Da mein Interesse nach wie vor den Autos galt, fuhr ich alle Autohäuser ab und fragte nach einem Praktikumsplatz. Bei meiner Nachfrage erhielt ich oft die Antwort: „Praktikum ja, aber einen Arbeitsplatz haben wir nicht.“ „Warum dann ein Praktikum?“, waren meine Gedanken. Leicht frustriert fuhr ich daraufhin den ganzen Landkreis ab und landete bei einem Autohaus in Wunsiedel. Hier bekam ich die Auskunft, dass die Firma nicht nur einen Praktikumsplatz frei hatte, sondern sogar einen neuen Mitarbeiter im kaufmännischen Bereich und im Verkauf suche. Ich legte gleich meine Praktikumsunterlagen vor und ich bekam die Zusage, dass ich dort mein Praktikum absolvieren durfte.

Hochmotiviert – und natürlich etwas aufgeregt - startete ich am ersten Praktikumstag zum Autohaus. Schnell arbeitete ich mich dort ein und es entwickelte sich ein kollegiales Verhältnis zu den anderen Mitarbeitern. Kurzum: Ich fühlte mich dort pudelwohl. Die anderen Mitarbeiter – und auch der Chef – waren mit meiner Arbeit zufrieden.

Als sich dann die Praktikumszeit dem Ende neigte, entschloss ich mich, dem Chef die brennende Frage „Übernehmen sie mich?“ zu stellen.

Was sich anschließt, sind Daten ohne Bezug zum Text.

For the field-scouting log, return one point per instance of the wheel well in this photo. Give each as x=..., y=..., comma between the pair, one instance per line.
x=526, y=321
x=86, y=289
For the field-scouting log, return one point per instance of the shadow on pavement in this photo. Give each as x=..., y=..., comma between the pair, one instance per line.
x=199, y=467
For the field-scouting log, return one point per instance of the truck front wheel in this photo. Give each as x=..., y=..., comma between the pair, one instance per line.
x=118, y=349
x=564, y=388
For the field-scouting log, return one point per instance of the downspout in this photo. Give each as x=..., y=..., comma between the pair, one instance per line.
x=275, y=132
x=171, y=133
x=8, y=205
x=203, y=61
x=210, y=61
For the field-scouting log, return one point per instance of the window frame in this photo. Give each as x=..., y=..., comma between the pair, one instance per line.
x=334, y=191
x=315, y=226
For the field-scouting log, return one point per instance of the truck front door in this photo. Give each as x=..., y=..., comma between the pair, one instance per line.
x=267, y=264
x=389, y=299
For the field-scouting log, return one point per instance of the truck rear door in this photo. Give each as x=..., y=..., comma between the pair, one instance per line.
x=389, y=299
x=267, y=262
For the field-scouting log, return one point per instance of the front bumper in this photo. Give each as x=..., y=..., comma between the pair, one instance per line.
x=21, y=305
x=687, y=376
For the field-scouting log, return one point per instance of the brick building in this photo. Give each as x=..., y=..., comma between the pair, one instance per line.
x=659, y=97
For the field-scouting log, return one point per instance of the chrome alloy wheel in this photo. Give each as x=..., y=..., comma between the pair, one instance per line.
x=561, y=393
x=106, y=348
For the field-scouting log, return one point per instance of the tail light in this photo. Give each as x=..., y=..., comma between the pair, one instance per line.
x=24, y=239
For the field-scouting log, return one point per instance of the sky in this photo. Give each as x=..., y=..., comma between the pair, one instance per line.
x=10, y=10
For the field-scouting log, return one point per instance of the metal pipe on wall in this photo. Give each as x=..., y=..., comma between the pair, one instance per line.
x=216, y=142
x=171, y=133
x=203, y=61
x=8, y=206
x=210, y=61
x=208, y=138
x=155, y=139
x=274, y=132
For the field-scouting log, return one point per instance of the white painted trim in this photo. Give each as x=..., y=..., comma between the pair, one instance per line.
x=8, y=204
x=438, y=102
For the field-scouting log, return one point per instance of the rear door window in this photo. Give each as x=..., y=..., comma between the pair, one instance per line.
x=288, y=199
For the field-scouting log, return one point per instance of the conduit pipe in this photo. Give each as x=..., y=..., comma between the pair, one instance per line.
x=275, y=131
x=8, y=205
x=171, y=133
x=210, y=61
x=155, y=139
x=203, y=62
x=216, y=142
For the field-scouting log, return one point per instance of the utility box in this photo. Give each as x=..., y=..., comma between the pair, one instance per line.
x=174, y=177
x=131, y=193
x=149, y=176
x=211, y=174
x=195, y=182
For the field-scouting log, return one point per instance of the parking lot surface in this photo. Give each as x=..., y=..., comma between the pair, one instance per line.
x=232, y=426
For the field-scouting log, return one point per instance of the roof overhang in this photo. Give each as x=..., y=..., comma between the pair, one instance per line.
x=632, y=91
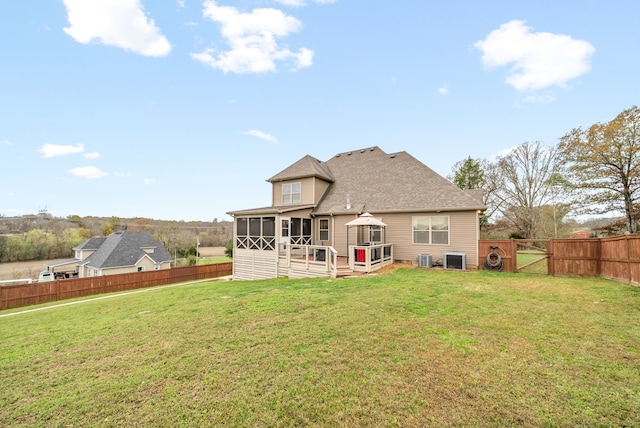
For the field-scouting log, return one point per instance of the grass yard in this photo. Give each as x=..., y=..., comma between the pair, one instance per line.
x=413, y=347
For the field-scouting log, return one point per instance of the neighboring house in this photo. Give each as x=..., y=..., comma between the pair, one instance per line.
x=365, y=207
x=121, y=252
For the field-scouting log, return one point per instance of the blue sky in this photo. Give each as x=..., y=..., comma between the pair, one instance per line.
x=180, y=110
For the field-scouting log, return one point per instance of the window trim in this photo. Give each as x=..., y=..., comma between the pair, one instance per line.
x=322, y=230
x=429, y=231
x=256, y=232
x=290, y=195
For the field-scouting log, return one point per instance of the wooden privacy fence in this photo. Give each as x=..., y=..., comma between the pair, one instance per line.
x=16, y=296
x=614, y=258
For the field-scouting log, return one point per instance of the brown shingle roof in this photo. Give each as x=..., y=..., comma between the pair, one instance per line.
x=308, y=166
x=372, y=180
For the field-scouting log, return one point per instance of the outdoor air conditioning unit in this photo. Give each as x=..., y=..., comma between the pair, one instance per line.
x=424, y=260
x=455, y=260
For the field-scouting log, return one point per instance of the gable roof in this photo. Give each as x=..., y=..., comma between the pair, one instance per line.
x=308, y=166
x=126, y=249
x=90, y=244
x=372, y=180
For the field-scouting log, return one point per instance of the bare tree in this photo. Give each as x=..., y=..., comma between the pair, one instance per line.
x=604, y=165
x=525, y=179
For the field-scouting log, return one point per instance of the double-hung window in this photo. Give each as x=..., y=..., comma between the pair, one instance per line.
x=432, y=230
x=323, y=229
x=255, y=233
x=291, y=193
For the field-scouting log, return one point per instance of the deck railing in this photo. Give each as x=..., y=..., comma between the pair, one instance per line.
x=368, y=258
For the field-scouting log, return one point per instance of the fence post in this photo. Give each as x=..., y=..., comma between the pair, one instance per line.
x=551, y=268
x=514, y=256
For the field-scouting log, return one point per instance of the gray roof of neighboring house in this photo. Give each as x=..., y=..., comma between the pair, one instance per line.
x=308, y=166
x=372, y=180
x=126, y=249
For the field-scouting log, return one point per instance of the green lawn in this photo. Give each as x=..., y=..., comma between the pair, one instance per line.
x=414, y=347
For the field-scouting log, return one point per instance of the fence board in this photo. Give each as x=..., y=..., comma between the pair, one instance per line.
x=615, y=258
x=16, y=296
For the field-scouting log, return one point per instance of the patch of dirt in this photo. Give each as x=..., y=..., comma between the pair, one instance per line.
x=23, y=270
x=394, y=266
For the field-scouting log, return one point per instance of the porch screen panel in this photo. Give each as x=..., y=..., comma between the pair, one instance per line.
x=306, y=231
x=241, y=233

Die Firma zeigte Interesse. Jetzt galt es, mit der VHS Landkreis Hof und dem Arbeitsamt Kontakt aufzunehmen. Meine Sozialpädagogin, Christiane Rothemund, verhandelte mit dem Inhaber des Autohauses und mit dem zuständigen Arbeitsberater, Ulrich Schlee. Doch dann passierte mir in der letzten Woche des Praktikums ein Autounfall (Totalschaden) – ausgerechnet mit einem Kundenauto des Autohauses. „Aus der Traum vom Arbeitsplatz“, dachte ich damals.

Ich bekam bezüglich der Formalitäten und Versicherungsangelegenheiten vollste Unterstützungen durch die VHS Landkreis Hof. Die Sozialpädagogin Christiane Rothemund sprach sogar trotzdem nochmals wegen des Arbeitsplatzes für mich mit dem Chef des Autohauses. Doch keiner hatte nach diesem Vorfall mit dem Verständnis des Chefs gerechnet. Er entschied sich trotz des Unfalls für mich und schon am 1. August 2002 hielt ich glücklich einen unbefristeten Arbeitsvertrag als kaufmännischer Angestellter und Autoverkäufer in der Hand.

Da wurde mir klar: „Ohne VHS-Kurs hätte ich nicht die Möglichkeit gehabt, ein Praktikum in dem Unternehmen zu absolvieren – ohne die fachmännische Unterstützung der Sozialpädagogin wären die Verhandlungen zwischen dem Chef des Autohauses und dem Arbeitsberater niemals zu Stande gekommen.“ Ohne dies alles hätte ich nicht diesen Arbeitsplatz bekommen. Danke!!!!

Mittlerweile arbeite ich schon ein und ein dreiviertel Jahr in dem Wunsiedler Autohaus und immer noch fahre ich jeden Morgen gern auf Arbeit.